Only ever used it by hand, worst product to remove, ever. Quite old school now in my opinion, there are much better products out there in terms of looks and ease of use


----------



## greymda (Feb 16, 2014)

i really don't want to bin it )


----------



## AndyA4TDI (May 7, 2012)

greymda said:


> i really don't want to bin it )


Use it mate, you might get on fine with it. Used mine once and launched it.


----------



## lobotomy (Jun 23, 2006)

I used to use UDS by hand and never had any problems! always thought it gave the car a great deep wet look!


----------



## greymda (Feb 16, 2014)

any tips for applying it?


----------



## Bezste (Mar 4, 2011)

lobotomy said:


> I used to use UDS by hand and never had any problems! always thought it gave the car a great deep wet look!


+1

Just work it in really well and so long as you don't use too much it buffs off easily. Does leave a great finish and no need to apply wax afterwards.

Always used mine by hand but I have a DA and would probably use my black hex pad to apply. I'll give it a go next time round . . .

Oh, I just remembered; last time I used it I did a panel at a time rather than cover the whole car first. I think this made it easier to buff off.


----------



## Flakey (May 5, 2013)

I researched it a while ago and received very confusing responses from AG. They said not to use it under their HD wax due to bonding issues. I think it leaves something behind. Is it abrasive or a chemical cleaner?


----------



## Peugeot (Apr 19, 2014)

Flakey said:


> I researched it a while ago and received very confusing responses from AG. They said not to use it under their HD wax due to bonding issues. I think it leaves something behind. Is it abrasive or a chemical cleaner?


Most or all Polish and compound all have different chemicals in there products maybe that's why AG don't like to mix with others.


----------



## greymda (Feb 16, 2014)

btw, i do have a german applicator (firm yellow side and softer black side).
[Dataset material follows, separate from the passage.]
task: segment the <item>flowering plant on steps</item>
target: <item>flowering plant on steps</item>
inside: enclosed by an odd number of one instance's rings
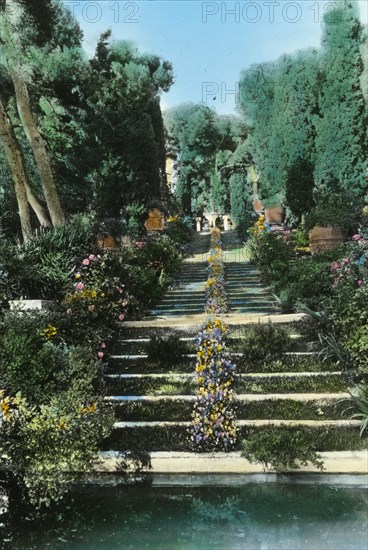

should i give it a go with the yellow side, by hand?


----------



## lowejackson (Feb 23, 2006)

I have not tried UDS but I would start with the black side first


----------



## greymda (Feb 16, 2014)

and i thought the firmer side)


----------



## lobotomy (Jun 23, 2006)

Flakey said:


> I researched it a while ago and received very confusing responses from AG. They said not to use it under their HD wax due to bonding issues. I think it leaves something behind. Is it abrasive or a chemical cleaner?


I think this is correct. And I think this is why it looks so oily/wet once applied. It is designed as an AIO after all.


----------